What the government is doing now (and what it has been doing on a smaller scale since 1914) is creating trillions of dollars in Fed “stimulus” money, a dangerous and counterproductive approach that has, and will continue to, only make things worse. Our economy was drunk on the Bush-Greenspan Fed inflation, and we woke up with a hangover of borrowing, spending, and debt a few years ago. Instead of putting down the bottle and sobering up, the Obama-Bernanke Fed is back at the barstool.

By interfering with the unpleasant, but necessary, forces of the recession, the US is trading short-term gain for long-term disaster. By propping up inefficient and corrupt companies on the backs of taxpayers, the US deprives healthy companies with the essential capital they need to grow. By continuing to cut interest rates, Americans are encouraged to borrow and consume instead of saving. All of these government-induced factors impede economic recovery, while capitalism continues to be the dartboard.

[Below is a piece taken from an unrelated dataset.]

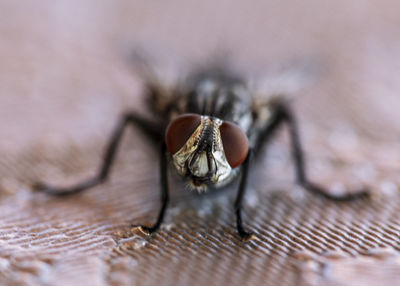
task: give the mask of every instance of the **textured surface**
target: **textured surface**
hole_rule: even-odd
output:
[[[0,284],[398,279],[398,4],[168,2],[0,2]],[[333,192],[369,186],[374,196],[338,204],[293,185],[282,132],[251,174],[244,220],[258,240],[237,238],[234,190],[198,197],[179,182],[162,230],[147,238],[129,225],[156,218],[158,155],[137,130],[106,184],[62,199],[33,193],[38,179],[93,174],[118,115],[146,114],[128,60],[138,46],[177,67],[226,50],[267,77],[316,66],[311,84],[298,74],[305,88],[293,100],[310,175]]]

For the perfect example of the complete ineptitude of the government’s management of the economy, we need to look no further than the awful “Cash for Clunkers” bill that started last week. It gives Americans the incentive to get rid of cars that they have already paid for so that they can go further into debt to buy new ones. Subsidizing Americans to continue on the path of consumption is a recipe for disaster and a microcosm of our Empire of Debt.

We have learned nothing from the mistakes of the past, and the infamous American amnesia allows these errors to be expanded and perpetuated.